Гостиница, в которой жили художники, стояла за железной дорогой, в самом начале недавно проложенного шоссе, довольно далеко от шума и суеты порта. Оба работали неистово. Часто их мольберты стояли совсем рядом и они писали любимый обоими вид на крыши или на скалы Уиля (где Дерен написал Амели, позирующую мужу). Вечерами они рисовали друг друга, не обращая внимания на завсегдатаев гостиничного бара, а потом тащили холсты и краски на чердак. Парадоксальное чувство юмора, энергия и напор, неожиданные переходы от грусти к искрометной радости делали Дерена неотразимым. Тем летом он покорил всю семью Матиссов: плавал, рассказывал истории, смеша детей (Пьер, обожавший Дерена, все время сидел на его плечах) и веселя их мать своим мальчишеским азартом. В июле Матиссы переехали поближе к порту, сняв у Поля Сулье верхний этаж просторного семейного дома, стоявшего прямо на пляже Борамар. Дерен теперь приходил туда, и они вместе работали в новой мастерской Матисса.

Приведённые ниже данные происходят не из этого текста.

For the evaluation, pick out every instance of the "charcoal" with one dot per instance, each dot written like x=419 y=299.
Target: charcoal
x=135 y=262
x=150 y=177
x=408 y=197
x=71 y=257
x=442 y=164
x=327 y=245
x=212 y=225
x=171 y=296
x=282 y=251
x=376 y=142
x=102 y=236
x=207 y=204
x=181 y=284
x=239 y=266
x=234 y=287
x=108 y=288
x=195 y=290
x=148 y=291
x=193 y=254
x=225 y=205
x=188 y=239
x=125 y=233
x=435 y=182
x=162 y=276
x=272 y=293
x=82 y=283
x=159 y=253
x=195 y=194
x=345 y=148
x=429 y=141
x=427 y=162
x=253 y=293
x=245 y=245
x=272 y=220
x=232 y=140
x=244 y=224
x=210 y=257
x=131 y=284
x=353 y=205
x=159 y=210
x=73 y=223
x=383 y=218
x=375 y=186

На многих написанных ими в то лето картинах был изображен вид на море или гавань со старинной колокольней, открывавшийся через окно мастерской. Стояла невыносимая жара. Свежий взгляд молодого друга и чутье живописца вновь, как и три года назад в Лувре, подталкивали Матисса к решительным действиям. Своими сомнениями он поделился с Синьяком, хотя сделать это ему было непросто. Он писал, что завидует его уверенности в избранном пути и сожалеет о неразрешенном конфликте между ними по поводу «Роскоши, покоя и наслаждения»; писал о своих опасениях в связи с новой картиной «Порт-Абайль», которую собирался писать в дивизионистской манере. Это письмо обнажило все его метания и неспособность долее подчиняться строгим правилам теории Синьяка. Как бы Матисс ни любил «отца-основателя» дивизионизма и как бы ни восхищался им, он готовился не только выбросить за борт весь его теоретический багаж, но и кинуться в непокорную стихию следом за ним. Сомнений в его решимости больше не было. Однако более нетерпеливый Дерен, относящийся ко всему не столь трепетно, как Матисс, «прыгнул» первым. К концу июля он торжествовал, полагая, что сумел истребить из своей живописи все следы дивизионизма. «Ночь светла, день ярок и всепобеждающ, — весьма образно писал Дерен 1 августа. — Свет испускает повсюду мощный вопль победы». Сталкиваясь с этим светом на своих холстах, Дерен и Матисс чувствовали себя то победителями, то побежденными. Матисс даже попросил Синьяка прислать ему ободряющие слова Сезанна о примирении линии и цвета (опубликованные в интервью, так бурно обсуждавшемся в Сен-Тропезе в прошлом году). Когда переписанная рукой Синьяка цитата дошла до Кольюра, адресату показалось, что его благословляет сам Сезанн: «Линия и цвет не противостоят друг другу…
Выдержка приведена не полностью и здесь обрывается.